Jeffrey Martinson, who spent nine years in custody for the death of his son in 2004, was released in November after a judge ruled that misconduct by the prosecutor in the case was too much to overcome.
The decision has far-reaching implications: Because Martinson’s verdict was overturned with prejudice, he cannot be retried for murder without invoking double jeopardy.
And despite an Arizona Court of Appeals ruling in 2012 that the prosecution could re-indict Martinson on different charges, the trial judge found that prosecutorial misconduct precluded filing new charges.
Martinson was charged with first-degree felony murder in 2011 for killing his son with muscle relaxant pills.
According to Martinson, he found his 5-year-old son, Josh, floating in the bathtub in 2004 and tried to save him but ultimately failed. Martinson said he then tried to kill himself. Autopsy reports, however, found muscle relaxants in the boy’s system. Based on the new evidence, Martinson reasoned his son must have taken the pills, thinking they looked like candy.

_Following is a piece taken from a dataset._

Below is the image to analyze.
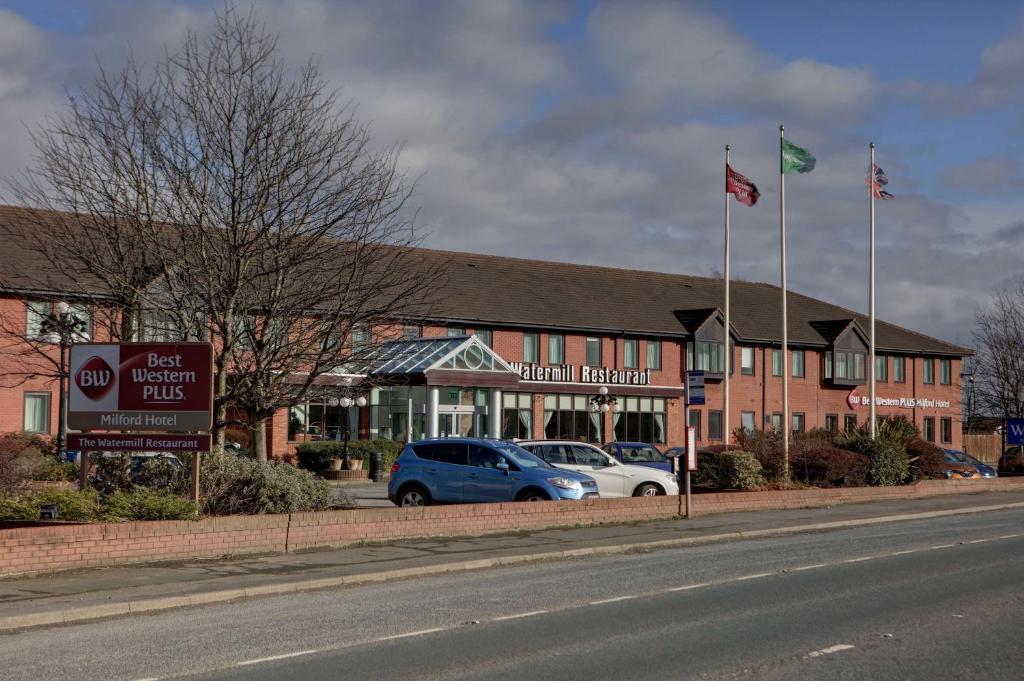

In 2011, a jury found Martinson guilty – a verdict that allowed for the death penalty. But one juror came forward before Martinson could be sentenced, stating that the forewoman forced other jurors into finding Martinson guilty. The guilty verdict was thrown out in March 2012 and by that fall, Martinson was facing new charges.
Martinson was ordered released from jail after Judge Sally Duncan ruled that the prosecutors’ actions had resulted in a “a win-by-any-means strategy.”
Duncan’s 28-page ruling detailed the conduct of the prosecution, including Deputy Maricopa County Attorney Frankie Grimsman, and concluded that their actions had demonstrated “a pattern and practice of misconduct designed to secure a conviction without regard to the likelihood of reversal”
Several things factored into Duncan’s decision:
– Martinson had been charged with felony murder, with the prosecution arguing that the boy had died as a result of child abuse. Despite the charge, prosecutors tried the case as if Martinson were charged with intentional, premeditated murder. Several times over the course of the trial, Grimsman was warned by the trial judge not to continue with the premeditated course of action.
– After the first conviction was thrown out because of improper testimony and juror misconduct, Grimsman then tried to re-indict Martinson on premeditated murder charges.
– Grimsman then repeatedly tried to have both Duncan and Martinson’s defense attorneys removed.